Dans ce projet de loi, le gouvernement semble prioriser la seule prospérité économique au détriment de toute autre considération. Ainsi, les immigrants seraient sélectionnés en fonction des seuls besoins de main-d’œuvre des employeurs, une façon de faire qui occulte complètement l’enrichissement du patrimoine socioculturel du Québec.

« Voir l’immigration uniquement comme un système de recrutement de main-d’œuvre est une grave erreur. Il est vrai que l’immigration peut parfois permettre de répondre à des besoins précis d’entreprises, mais elle est beaucoup plus qu’un simple élément économique. Les besoins des entreprises et ceux de la société ne sont pas toujours compatibles », ajoute Jean Lortie.

Les statistiques tendent aussi à démontrer que l’arrimage entre immigration et besoins de main-d’œuvre est loin d’être la solution à tous les problèmes. Selon Statistique Canada, il y avait en 2014 au Québec, 8,2 chômeurs pour un poste vacant. Le manque de main-d’œuvre ne peut donc à lui seul guider la politique d’immigration.

Centralisation des pouvoirs

Autre élément inquiétant, le projet de loi 77 prévoit une centralisation excessive de pouvoirs entre les mains du ministre. En effet, des pans essentiels de la loi seront établis par règlement du gouvernement ou du ministre. « Cela signifie que le public ne pourra pas soumettre de commentaires préalablement à l’adoption de ces règlements. Une telle façon de faire est inacceptable et d’autant plus critiquable, qu’elle concerne l’immigration, un sujet névralgique pour la société québécoise tout entière. »

C’est sans compter que le projet de loi semble ouvrir la porte davantage à la main-d’œuvre temporaire.
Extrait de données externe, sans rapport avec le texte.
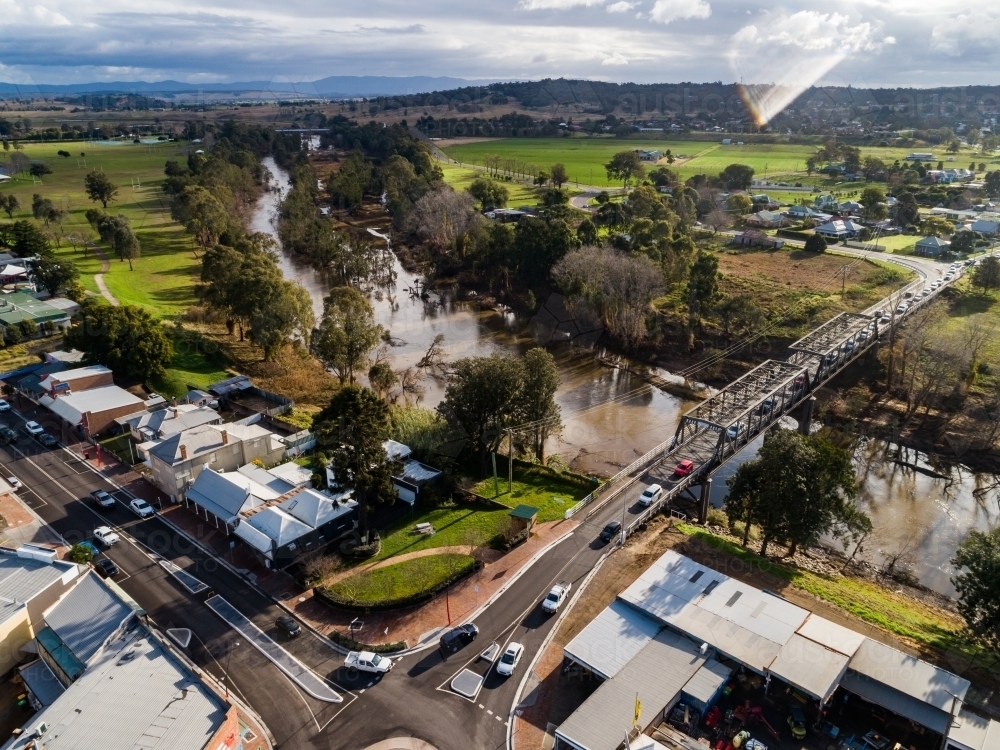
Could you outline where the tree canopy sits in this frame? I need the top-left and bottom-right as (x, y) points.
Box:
(65, 300), (173, 382)
(726, 429), (871, 555)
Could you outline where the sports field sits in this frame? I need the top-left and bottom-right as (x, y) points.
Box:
(437, 137), (990, 187)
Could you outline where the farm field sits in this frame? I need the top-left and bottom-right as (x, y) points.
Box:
(437, 137), (989, 191)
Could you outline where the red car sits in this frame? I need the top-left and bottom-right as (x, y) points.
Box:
(674, 459), (694, 477)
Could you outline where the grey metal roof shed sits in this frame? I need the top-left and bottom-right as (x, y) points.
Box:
(556, 630), (706, 750)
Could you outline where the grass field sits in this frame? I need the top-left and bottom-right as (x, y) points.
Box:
(0, 143), (201, 319)
(472, 461), (595, 523)
(437, 136), (991, 191)
(327, 553), (476, 606)
(676, 524), (974, 659)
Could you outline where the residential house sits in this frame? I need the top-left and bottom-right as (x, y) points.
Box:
(733, 229), (785, 250)
(913, 236), (951, 258)
(38, 385), (147, 436)
(11, 572), (234, 750)
(117, 404), (222, 443)
(233, 489), (358, 569)
(969, 219), (1000, 237)
(744, 211), (788, 229)
(149, 423), (286, 500)
(815, 219), (863, 240)
(0, 544), (83, 674)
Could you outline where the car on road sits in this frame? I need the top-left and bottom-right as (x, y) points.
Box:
(438, 622), (479, 654)
(274, 615), (302, 638)
(344, 651), (392, 674)
(674, 458), (694, 479)
(542, 581), (572, 615)
(94, 557), (120, 578)
(90, 490), (115, 508)
(128, 497), (154, 518)
(94, 526), (121, 547)
(639, 484), (663, 508)
(601, 521), (622, 544)
(497, 641), (524, 677)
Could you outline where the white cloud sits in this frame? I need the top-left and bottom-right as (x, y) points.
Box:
(31, 5), (70, 26)
(519, 0), (606, 10)
(649, 0), (712, 23)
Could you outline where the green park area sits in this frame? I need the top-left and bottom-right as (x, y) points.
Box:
(439, 137), (996, 191)
(0, 141), (226, 396)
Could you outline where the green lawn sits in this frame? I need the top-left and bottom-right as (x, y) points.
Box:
(438, 164), (540, 208)
(326, 554), (476, 607)
(676, 524), (974, 659)
(473, 462), (596, 523)
(374, 504), (510, 560)
(0, 142), (201, 318)
(443, 134), (989, 191)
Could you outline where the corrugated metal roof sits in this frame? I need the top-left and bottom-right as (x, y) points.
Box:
(563, 600), (661, 679)
(684, 659), (733, 706)
(848, 638), (970, 712)
(556, 630), (705, 750)
(768, 633), (848, 702)
(797, 613), (865, 656)
(840, 669), (951, 734)
(0, 552), (76, 622)
(618, 551), (809, 673)
(45, 572), (134, 664)
(8, 628), (227, 750)
(18, 659), (66, 706)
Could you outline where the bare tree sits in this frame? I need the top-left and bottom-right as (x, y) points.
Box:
(552, 247), (663, 349)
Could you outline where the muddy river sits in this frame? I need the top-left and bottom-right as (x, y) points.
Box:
(252, 159), (1000, 595)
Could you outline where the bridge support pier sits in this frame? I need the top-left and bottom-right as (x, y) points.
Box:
(799, 396), (816, 435)
(698, 477), (712, 524)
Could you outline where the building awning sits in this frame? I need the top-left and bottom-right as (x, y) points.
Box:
(563, 600), (660, 679)
(18, 659), (66, 706)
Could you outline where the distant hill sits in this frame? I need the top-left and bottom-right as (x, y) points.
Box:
(0, 76), (493, 98)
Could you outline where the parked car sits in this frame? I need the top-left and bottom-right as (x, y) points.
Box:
(128, 497), (153, 518)
(542, 581), (572, 615)
(438, 622), (479, 654)
(497, 642), (524, 677)
(639, 484), (663, 508)
(94, 557), (120, 578)
(674, 458), (694, 479)
(90, 490), (115, 508)
(274, 615), (302, 638)
(601, 521), (622, 544)
(344, 651), (392, 674)
(94, 526), (121, 547)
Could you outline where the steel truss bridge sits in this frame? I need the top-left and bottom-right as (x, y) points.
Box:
(566, 262), (958, 536)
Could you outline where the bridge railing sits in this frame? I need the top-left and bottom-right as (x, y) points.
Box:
(563, 437), (674, 518)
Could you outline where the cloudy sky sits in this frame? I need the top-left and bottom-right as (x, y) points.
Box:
(0, 0), (1000, 88)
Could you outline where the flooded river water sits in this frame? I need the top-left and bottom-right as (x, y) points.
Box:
(252, 159), (1000, 595)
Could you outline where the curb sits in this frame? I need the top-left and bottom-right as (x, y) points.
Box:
(391, 524), (579, 658)
(507, 547), (620, 750)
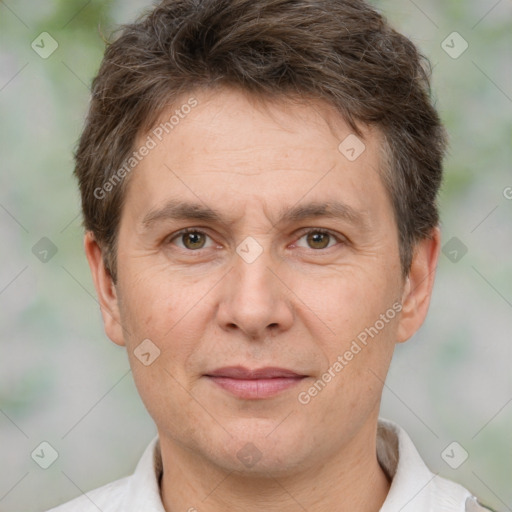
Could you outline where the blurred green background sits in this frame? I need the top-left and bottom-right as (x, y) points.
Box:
(0, 0), (512, 512)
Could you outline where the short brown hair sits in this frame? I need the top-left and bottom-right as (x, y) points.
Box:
(75, 0), (446, 282)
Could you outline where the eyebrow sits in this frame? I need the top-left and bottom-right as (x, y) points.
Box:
(142, 200), (369, 229)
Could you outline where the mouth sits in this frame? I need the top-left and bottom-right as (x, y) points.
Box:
(205, 366), (307, 400)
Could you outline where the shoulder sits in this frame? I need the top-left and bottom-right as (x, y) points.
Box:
(464, 496), (494, 512)
(47, 477), (130, 512)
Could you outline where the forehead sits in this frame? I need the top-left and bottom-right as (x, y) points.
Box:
(121, 88), (390, 227)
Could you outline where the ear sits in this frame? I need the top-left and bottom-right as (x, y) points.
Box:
(397, 227), (441, 343)
(84, 231), (124, 345)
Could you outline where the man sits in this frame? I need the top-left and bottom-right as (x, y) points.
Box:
(47, 0), (488, 512)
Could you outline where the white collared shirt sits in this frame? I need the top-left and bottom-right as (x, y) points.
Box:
(48, 419), (489, 512)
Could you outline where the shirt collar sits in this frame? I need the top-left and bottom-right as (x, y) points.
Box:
(124, 419), (470, 512)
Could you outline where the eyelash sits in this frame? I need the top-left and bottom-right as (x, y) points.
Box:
(167, 228), (347, 253)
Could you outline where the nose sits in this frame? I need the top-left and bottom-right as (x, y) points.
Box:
(217, 242), (294, 340)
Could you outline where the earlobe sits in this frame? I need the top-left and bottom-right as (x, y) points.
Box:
(84, 231), (125, 345)
(397, 227), (441, 343)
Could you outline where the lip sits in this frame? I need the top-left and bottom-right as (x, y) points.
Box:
(205, 366), (307, 400)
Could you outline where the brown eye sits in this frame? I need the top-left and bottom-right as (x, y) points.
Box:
(181, 231), (205, 250)
(307, 231), (331, 249)
(168, 229), (210, 251)
(297, 229), (344, 251)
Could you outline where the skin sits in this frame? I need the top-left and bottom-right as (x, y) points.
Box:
(85, 88), (440, 512)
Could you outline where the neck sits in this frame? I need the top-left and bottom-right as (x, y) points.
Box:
(160, 421), (390, 512)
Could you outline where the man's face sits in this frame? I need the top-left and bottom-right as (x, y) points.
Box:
(93, 89), (416, 474)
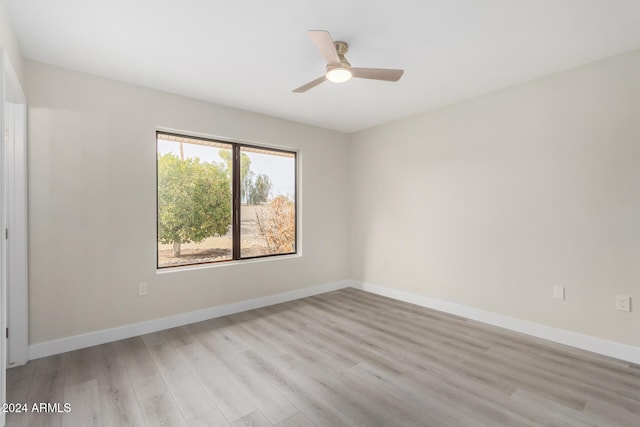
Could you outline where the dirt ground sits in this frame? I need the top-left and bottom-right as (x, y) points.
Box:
(158, 206), (268, 267)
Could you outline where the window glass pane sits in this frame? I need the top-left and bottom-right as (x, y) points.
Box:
(157, 133), (233, 267)
(240, 147), (296, 258)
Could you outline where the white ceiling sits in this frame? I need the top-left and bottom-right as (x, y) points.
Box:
(5, 0), (640, 132)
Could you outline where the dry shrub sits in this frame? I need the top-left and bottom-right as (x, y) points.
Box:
(256, 196), (296, 254)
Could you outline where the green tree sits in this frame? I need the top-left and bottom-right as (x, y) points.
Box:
(158, 154), (231, 257)
(247, 173), (271, 205)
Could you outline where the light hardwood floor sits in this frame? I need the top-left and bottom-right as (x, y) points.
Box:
(7, 289), (640, 427)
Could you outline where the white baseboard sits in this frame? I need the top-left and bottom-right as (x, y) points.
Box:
(350, 281), (640, 364)
(29, 280), (353, 359)
(29, 280), (640, 364)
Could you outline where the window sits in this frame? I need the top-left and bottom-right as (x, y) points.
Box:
(157, 132), (297, 268)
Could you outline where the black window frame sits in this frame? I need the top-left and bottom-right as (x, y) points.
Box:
(156, 130), (299, 270)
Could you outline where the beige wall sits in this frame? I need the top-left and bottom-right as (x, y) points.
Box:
(26, 62), (348, 344)
(349, 51), (640, 346)
(0, 0), (24, 86)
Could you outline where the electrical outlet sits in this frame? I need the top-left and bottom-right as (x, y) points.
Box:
(138, 282), (147, 297)
(553, 286), (564, 300)
(616, 295), (631, 311)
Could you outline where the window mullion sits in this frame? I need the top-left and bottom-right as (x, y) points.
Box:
(231, 144), (241, 259)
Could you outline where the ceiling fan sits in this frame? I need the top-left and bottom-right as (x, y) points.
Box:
(293, 30), (404, 93)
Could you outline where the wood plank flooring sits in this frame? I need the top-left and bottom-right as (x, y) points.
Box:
(7, 289), (640, 427)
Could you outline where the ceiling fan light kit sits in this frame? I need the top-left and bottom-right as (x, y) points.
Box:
(325, 67), (352, 83)
(293, 30), (404, 93)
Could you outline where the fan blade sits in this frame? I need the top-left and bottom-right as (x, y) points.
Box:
(351, 68), (404, 82)
(309, 30), (340, 65)
(293, 76), (327, 93)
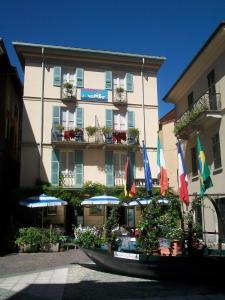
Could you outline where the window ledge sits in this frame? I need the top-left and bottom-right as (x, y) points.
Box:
(213, 167), (223, 175)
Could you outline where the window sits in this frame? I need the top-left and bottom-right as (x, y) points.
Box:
(207, 70), (217, 110)
(191, 147), (198, 176)
(47, 206), (57, 216)
(62, 69), (75, 85)
(61, 108), (75, 129)
(60, 151), (75, 175)
(188, 92), (194, 108)
(212, 133), (221, 169)
(113, 74), (125, 90)
(113, 153), (127, 180)
(113, 111), (126, 130)
(89, 205), (105, 216)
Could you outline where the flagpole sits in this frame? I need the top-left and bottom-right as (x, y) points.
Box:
(141, 57), (146, 144)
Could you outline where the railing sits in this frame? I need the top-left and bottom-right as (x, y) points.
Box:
(135, 178), (159, 187)
(51, 125), (139, 145)
(60, 172), (159, 187)
(113, 90), (127, 104)
(174, 91), (221, 134)
(61, 86), (77, 99)
(60, 172), (75, 187)
(52, 128), (84, 142)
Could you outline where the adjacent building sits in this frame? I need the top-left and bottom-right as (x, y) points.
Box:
(164, 23), (225, 242)
(0, 38), (23, 190)
(13, 42), (165, 225)
(0, 38), (23, 252)
(159, 108), (179, 194)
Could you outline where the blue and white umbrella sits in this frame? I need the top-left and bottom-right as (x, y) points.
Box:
(19, 194), (67, 208)
(128, 198), (169, 206)
(81, 195), (120, 206)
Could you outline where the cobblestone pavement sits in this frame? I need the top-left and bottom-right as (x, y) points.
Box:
(0, 249), (225, 300)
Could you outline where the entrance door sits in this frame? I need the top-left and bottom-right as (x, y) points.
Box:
(207, 70), (217, 110)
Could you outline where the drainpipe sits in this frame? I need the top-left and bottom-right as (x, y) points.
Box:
(141, 57), (146, 145)
(39, 47), (45, 179)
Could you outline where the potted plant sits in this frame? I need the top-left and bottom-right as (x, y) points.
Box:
(104, 208), (119, 251)
(63, 82), (73, 98)
(116, 86), (124, 94)
(127, 128), (140, 144)
(52, 124), (64, 141)
(85, 126), (97, 141)
(74, 127), (84, 142)
(101, 127), (113, 144)
(15, 227), (42, 252)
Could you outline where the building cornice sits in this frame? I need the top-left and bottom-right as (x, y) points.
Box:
(13, 42), (166, 72)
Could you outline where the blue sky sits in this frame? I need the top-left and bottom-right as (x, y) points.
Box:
(0, 0), (225, 117)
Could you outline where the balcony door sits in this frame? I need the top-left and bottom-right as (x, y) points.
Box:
(61, 107), (75, 130)
(113, 111), (127, 131)
(59, 151), (75, 187)
(207, 70), (217, 110)
(113, 153), (127, 186)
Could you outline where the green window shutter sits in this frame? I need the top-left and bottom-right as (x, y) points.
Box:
(128, 152), (136, 178)
(105, 151), (114, 186)
(53, 66), (61, 86)
(52, 106), (60, 127)
(76, 68), (84, 88)
(127, 111), (135, 128)
(105, 109), (113, 128)
(74, 150), (84, 186)
(76, 107), (84, 129)
(125, 73), (134, 92)
(51, 149), (59, 185)
(105, 71), (112, 90)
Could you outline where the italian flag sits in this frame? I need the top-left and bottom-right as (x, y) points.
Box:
(157, 136), (169, 195)
(178, 142), (189, 205)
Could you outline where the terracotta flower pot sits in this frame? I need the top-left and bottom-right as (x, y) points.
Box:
(171, 240), (182, 256)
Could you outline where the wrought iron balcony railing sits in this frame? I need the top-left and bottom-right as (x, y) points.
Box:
(51, 125), (139, 145)
(174, 91), (221, 135)
(113, 90), (127, 104)
(60, 172), (159, 188)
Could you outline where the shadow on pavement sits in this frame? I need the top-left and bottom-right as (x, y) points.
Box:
(4, 280), (224, 300)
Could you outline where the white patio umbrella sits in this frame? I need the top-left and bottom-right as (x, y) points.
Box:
(19, 194), (67, 227)
(127, 198), (169, 206)
(81, 195), (120, 206)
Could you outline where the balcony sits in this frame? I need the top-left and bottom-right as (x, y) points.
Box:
(51, 125), (84, 144)
(51, 124), (139, 147)
(174, 91), (221, 139)
(61, 82), (77, 100)
(60, 172), (159, 188)
(113, 88), (127, 105)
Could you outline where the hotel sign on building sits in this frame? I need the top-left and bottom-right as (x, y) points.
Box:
(81, 89), (108, 102)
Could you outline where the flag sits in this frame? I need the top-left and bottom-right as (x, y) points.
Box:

En effet, le gouvernement envisage la possibilité de mettre en œuvre des projets pilotes d’immigration temporaire d’une durée maximale de cinq ans.

« Quel est le but derrière ces projets pilotes ? questionne M. Lortie. Veut-on intensifier encore davantage l’utilisation de la main-d’œuvre étrangère temporaire ? Veut-on exploiter la misère et créer une caste de travailleurs et travailleuses jetables qu’on importe selon les besoins des entreprises et qu’on retourne chez eux quand on n’en a plus besoin ? On parle ici d’êtres humains et non de marchandise. »

Le gouvernement n’a par ailleurs rien prévu dans le projet de loi pour venir en aide aux femmes immigrantes qui ont souvent plus de difficultés à intégrer le marché du travail.